Leíste hace poco unas palabras (lamentas no recordar la autoría), según las cuales las palabras «útil» y «valor» no eran sinónimos. El texto venía acompañado de un ejemplo clarificador: un cepillo de dientes puede ser útil, pero carece de valor. La belleza de un paisaje, todo lo contrario… Un cajero será útil - ¿como el empleado descontento con su propia existencia?-, pero no valioso, al no aportar ni un ápice de sensibilidad…

Efectivamente, no es este -ni el mundo guiado exclusivamente por el tintineo de unas monedas- un país para viejos. Y que me perdonen los hermanos Coen por apropiarme del título de su película de 2007…

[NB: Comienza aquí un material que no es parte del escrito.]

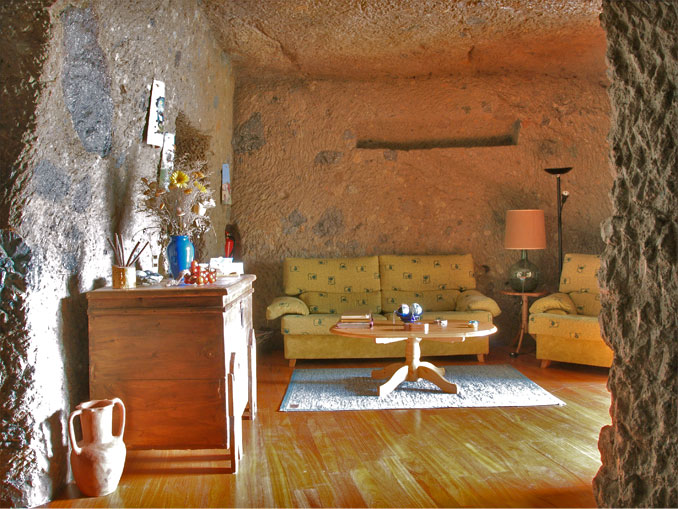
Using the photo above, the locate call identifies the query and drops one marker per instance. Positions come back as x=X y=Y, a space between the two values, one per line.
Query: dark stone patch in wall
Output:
x=82 y=195
x=292 y=223
x=328 y=157
x=86 y=82
x=73 y=239
x=331 y=223
x=24 y=32
x=249 y=136
x=390 y=155
x=192 y=145
x=51 y=181
x=17 y=458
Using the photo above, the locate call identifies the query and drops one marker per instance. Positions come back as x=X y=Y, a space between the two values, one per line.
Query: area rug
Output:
x=491 y=385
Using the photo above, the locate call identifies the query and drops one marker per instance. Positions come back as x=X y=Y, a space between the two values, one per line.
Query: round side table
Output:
x=523 y=321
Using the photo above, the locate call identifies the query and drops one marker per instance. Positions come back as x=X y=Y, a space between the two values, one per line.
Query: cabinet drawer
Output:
x=163 y=347
x=169 y=414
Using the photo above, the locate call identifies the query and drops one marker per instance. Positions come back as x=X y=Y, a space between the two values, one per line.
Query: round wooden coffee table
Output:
x=414 y=368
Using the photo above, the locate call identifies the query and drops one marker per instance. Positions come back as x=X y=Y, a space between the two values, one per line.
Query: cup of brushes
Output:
x=124 y=270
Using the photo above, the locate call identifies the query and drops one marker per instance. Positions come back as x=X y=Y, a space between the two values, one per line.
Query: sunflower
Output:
x=179 y=179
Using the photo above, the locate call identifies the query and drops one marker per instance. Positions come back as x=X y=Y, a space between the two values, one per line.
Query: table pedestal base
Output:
x=412 y=370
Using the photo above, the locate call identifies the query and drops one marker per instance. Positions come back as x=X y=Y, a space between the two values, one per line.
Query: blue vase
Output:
x=180 y=253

Ese día llovía -¿recuerdas?-. Puede que, cuando lea usted estas líneas, si tiene la temeridad y cortesía de hacerlo, no llueva, aunque también. Porque -temes-, a la postre, lloverá ininterrumpidamente en las sociedades en las que, en vez de honrar a sus mayores, se les abandona y ultraja… Y sí, que se abran las ventanas de las aulas, pero no únicamente para combatir el covid, sino para que por ellas, y para apoyar la tarea no reconocida de tanto buen docente, entren el aire fresco de la honradez, las humanidades, la ética, las bellas artes, los valores, la literatura, la música… Todo aquello que impida que, a la postre, acabemos siendo, final y trágicamente, un cajero con patas…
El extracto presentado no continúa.